Legora raises $550 million Series D to fuel US growth Collaborative AI platform Legora raised $550 million in a Series D round led by Accel, tripling its valuation to $5.55 billion to accelerate its expansion and operations across the United States.
NVIDIA and Thinking Machines Lab Announce Long-Term Gigawatt-Scale Strategic Partnership Thinking Machines Lab announced a multi-year strategic partnership to deploy at least one gigawatt of next-generation NVIDIA Vera Rubin systems, alongside a significant strategic investment from NVIDIA.
OpenAI to acquire Promptfoo OpenAI has acquired AI security platform Promptfoo to integrate its vulnerability identification, red-teaming, and remediation tools directly into the OpenAI Frontier enterprise platform.
Replit snags $9B valuation 6 months after hitting $3B Replit secured a $400 million Series D funding round, tripling its valuation to $9 billion as its AI-powered “vibe coding” platform sees massive enterprise adoption across Fortune 500 companies.
Shantanu Narayen Announces Decision to Transition as Adobe’s CEO Once Successor is Named Adobe CEO Shantanu Narayen announced his decision to step down after 18 years of leading the company, though he will remain as Chair of the Board to support his eventual successor.
Lovable says it added $100M in revenue last month alone with just 146 employees Natural-language app builder Lovable reportedly crossed $400 million in annual recurring revenue after adding an astonishing $100 million in ARR in just a single month using a lean team of under 150 employees.
Sandberg, Clegg join nScale board as this “Stargate Norway” startup hits $14.6B valuation UK-based AI infrastructure company nScale raised $2 billion in a Series C round, hitting a $14.6 billion valuation and adding high-profile tech executives Sheryl Sandberg, Susan Decker, and Nick Clegg to its board.
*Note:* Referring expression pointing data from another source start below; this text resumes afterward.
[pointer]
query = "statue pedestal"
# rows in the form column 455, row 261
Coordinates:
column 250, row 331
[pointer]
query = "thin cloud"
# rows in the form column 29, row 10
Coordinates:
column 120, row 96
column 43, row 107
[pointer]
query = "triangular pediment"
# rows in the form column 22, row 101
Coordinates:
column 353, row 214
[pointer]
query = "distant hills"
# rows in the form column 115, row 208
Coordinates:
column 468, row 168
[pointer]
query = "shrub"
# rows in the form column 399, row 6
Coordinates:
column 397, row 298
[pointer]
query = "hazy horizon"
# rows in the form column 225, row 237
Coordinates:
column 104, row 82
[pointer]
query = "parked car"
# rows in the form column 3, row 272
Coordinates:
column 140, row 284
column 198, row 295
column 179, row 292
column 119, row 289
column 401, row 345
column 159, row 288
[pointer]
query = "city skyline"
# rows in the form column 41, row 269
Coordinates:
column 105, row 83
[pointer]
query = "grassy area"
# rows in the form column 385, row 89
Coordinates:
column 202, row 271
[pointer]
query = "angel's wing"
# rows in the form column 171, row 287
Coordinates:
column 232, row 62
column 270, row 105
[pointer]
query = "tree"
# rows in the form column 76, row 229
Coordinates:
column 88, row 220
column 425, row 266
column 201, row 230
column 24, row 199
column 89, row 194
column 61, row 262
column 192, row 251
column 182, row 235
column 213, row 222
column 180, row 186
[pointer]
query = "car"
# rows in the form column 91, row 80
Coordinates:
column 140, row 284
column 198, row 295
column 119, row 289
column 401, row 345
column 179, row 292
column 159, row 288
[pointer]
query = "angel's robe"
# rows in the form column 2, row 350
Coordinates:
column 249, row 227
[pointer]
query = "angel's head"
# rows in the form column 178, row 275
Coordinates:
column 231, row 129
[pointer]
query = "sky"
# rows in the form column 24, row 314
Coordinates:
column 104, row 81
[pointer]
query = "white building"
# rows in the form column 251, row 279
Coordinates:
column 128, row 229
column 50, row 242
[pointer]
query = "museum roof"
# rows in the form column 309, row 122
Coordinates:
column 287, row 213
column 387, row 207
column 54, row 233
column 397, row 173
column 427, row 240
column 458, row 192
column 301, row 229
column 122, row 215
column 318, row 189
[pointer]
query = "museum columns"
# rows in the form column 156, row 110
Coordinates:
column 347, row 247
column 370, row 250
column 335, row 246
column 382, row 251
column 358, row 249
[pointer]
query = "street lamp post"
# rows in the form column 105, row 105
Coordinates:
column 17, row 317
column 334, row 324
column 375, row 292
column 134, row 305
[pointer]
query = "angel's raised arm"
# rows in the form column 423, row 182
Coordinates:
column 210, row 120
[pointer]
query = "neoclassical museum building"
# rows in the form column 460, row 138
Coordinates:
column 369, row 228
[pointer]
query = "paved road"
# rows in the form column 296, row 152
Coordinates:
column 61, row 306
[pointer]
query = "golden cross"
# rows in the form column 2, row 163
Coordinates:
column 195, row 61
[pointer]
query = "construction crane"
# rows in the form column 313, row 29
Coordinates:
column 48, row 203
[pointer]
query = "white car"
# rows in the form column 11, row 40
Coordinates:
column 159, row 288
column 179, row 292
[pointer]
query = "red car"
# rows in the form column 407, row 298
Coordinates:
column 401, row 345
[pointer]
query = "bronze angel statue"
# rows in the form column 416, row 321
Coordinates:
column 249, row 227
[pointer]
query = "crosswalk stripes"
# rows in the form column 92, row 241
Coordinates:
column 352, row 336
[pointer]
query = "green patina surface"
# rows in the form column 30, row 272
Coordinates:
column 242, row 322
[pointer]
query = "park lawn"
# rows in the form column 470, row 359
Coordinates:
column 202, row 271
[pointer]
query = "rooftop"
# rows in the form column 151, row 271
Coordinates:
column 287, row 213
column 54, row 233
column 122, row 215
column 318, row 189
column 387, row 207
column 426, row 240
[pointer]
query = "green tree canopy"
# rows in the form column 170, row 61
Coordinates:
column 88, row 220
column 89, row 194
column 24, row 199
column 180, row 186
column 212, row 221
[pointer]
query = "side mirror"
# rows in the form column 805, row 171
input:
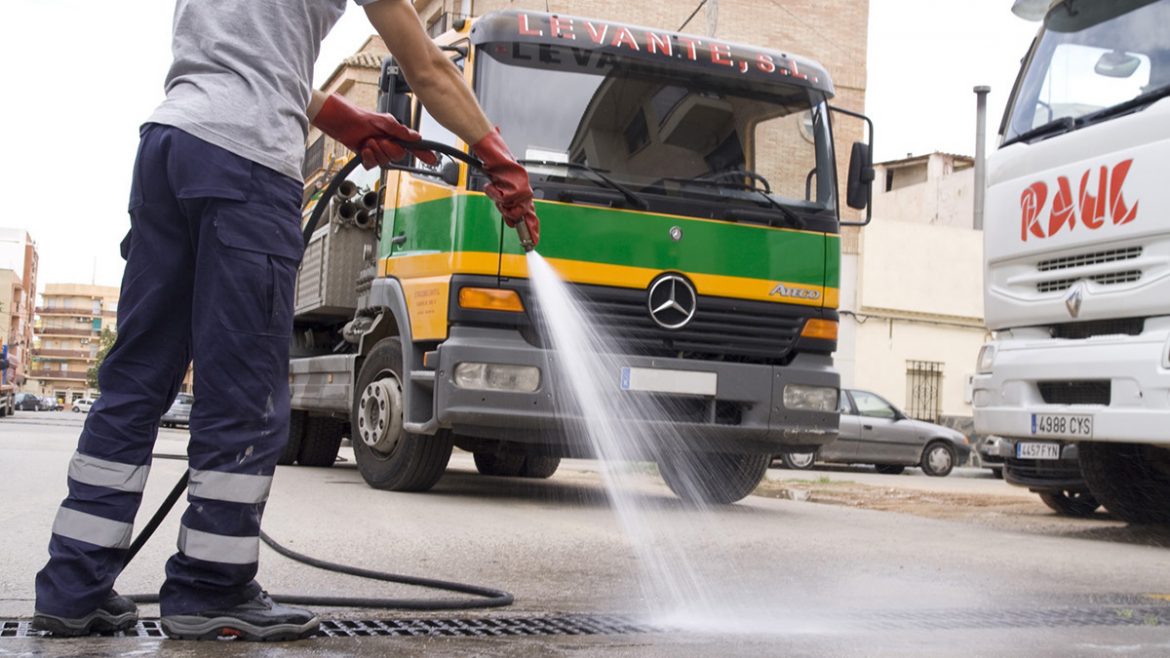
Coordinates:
column 393, row 93
column 861, row 177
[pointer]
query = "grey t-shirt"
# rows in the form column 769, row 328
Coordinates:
column 242, row 74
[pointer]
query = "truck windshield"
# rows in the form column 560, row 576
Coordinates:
column 1088, row 59
column 659, row 135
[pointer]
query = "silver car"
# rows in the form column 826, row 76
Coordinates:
column 874, row 431
column 179, row 412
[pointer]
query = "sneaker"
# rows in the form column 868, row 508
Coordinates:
column 260, row 619
column 115, row 614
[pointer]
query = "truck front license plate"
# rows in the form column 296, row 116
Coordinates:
column 1034, row 450
column 678, row 382
column 1062, row 425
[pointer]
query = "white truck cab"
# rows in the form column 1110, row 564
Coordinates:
column 1078, row 252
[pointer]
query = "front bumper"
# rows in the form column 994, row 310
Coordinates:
column 1135, row 367
column 745, row 415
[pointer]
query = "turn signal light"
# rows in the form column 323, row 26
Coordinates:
column 490, row 299
column 820, row 329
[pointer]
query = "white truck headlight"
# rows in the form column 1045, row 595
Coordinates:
column 810, row 398
column 986, row 360
column 497, row 377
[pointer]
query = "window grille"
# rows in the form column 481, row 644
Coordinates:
column 924, row 381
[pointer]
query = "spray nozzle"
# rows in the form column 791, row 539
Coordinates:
column 525, row 238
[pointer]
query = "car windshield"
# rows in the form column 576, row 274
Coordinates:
column 656, row 132
column 1088, row 59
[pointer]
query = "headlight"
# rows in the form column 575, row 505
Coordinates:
column 986, row 360
column 810, row 398
column 497, row 377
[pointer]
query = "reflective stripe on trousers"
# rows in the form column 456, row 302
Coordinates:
column 211, row 262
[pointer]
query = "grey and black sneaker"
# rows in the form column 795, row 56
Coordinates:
column 115, row 614
column 260, row 619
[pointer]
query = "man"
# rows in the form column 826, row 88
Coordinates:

Announcing Gumloop’s $50M Series B AI automation platform Gumloop secured a $50 million Series B investment led by Benchmark to empower non-technical employees to easily build, share, and deploy sophisticated AI agents.
Wonderful Raises $150M Series B to Accelerate Enterprise AI Adoption in 30+ Markets Enterprise AI platform Wonderful raised $150 million in a Series B round led by Insight Partners to scale its localized, physically-embedded deployment teams across more than 30 countries globally.
Meta Hires Duo Behind Moltbook Meta has acquired Moltbook, a viral social network designed exclusively for AI agents to interact with one another, integrating its co-founders into Meta Superintelligence Labs to accelerate the company's development of autonomous, task-executing AI.